The federal budget deficit we have today is attributable entirely to the rapid growth of domestic spending under the Bush administration. Domestic spending has increased by 40% in five years, which is more than it grew during all eight year of Clinton, that flaming liberal. Low taxes and controlled spending are the two essential components of a conservative fiscal policy. Bush has done well on reducing taxes, but he needs to do a lot better on the spending side.
You all know that I support Bush and consider him to be a great president. Not quite up there with Ronald Reagan, but getting pretty close. But this is one area where he has fallen flat, and with a Republican Congress, there is no excuse for this. No family or business could operate with this kind of financial irresponsibility, and the government should not be allowed to either.
Politically, cutting spending is a difficult thing to do. It is guaranteed to make someone mad, and the benefits are seen only indirectly. It is a natural response for each individual to vie for the biggest piece of the pie that he can get. People have been conditioned to view “their” share of the Federal largesse as sacrosanct. Government dependence is still alive and well, and it is encouraged by politicians eager to buy votes with your tax dollars. As long as elections are won by the one promising the largest increase in entitlement dollars, politicians have no incentive to reign in spending.
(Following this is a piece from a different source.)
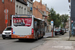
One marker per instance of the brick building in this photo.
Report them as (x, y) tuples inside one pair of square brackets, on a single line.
[(10, 5), (14, 7), (41, 11)]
The vicious cycle of co-dependency between politicians and the recipients of government programs must be broken by the taxpayers clearly telling their elected officials “enough”.
I am not sure how to communicate this message to the Republicans in Congress. Electing Democrats would be seen as a call for MORE spending, not less. As poorly as Republicans have done in the past five years, Democrats are much worse. The only reason that Bill Clinton didn’t spend a lot more is that all of his spending proposals were mired down in a gridlocked Congress. Gridlock really is a wonderful thing. When Congress can’t accomplish anything, we all benefit. Congress can only do two things relating to domestic policy: tax us and spend our money. The less they do of either of these, the better I like it. It has occurred to me that we could benefit from more gridlock if the Democrats got control of the Senate. The biggest thing keeping me from campaigning for the Democrats running for Senate is the revolting thought of being forced to utter the words “Senate Majority Leader Harry Reid”. I would rather have a root canal, and anyone who knows me will tell you that I detest going to the dentist.
The best ways to let your Congresscritters know that you want them to start being fiscally responsible are to support fiscal conservatives in the primary elections, to write to your delegation in Congress, and to express your views in public forums. Write a blog, or write to your local newspaper, or just tell a friend. But do something! It is your money they are madly spending.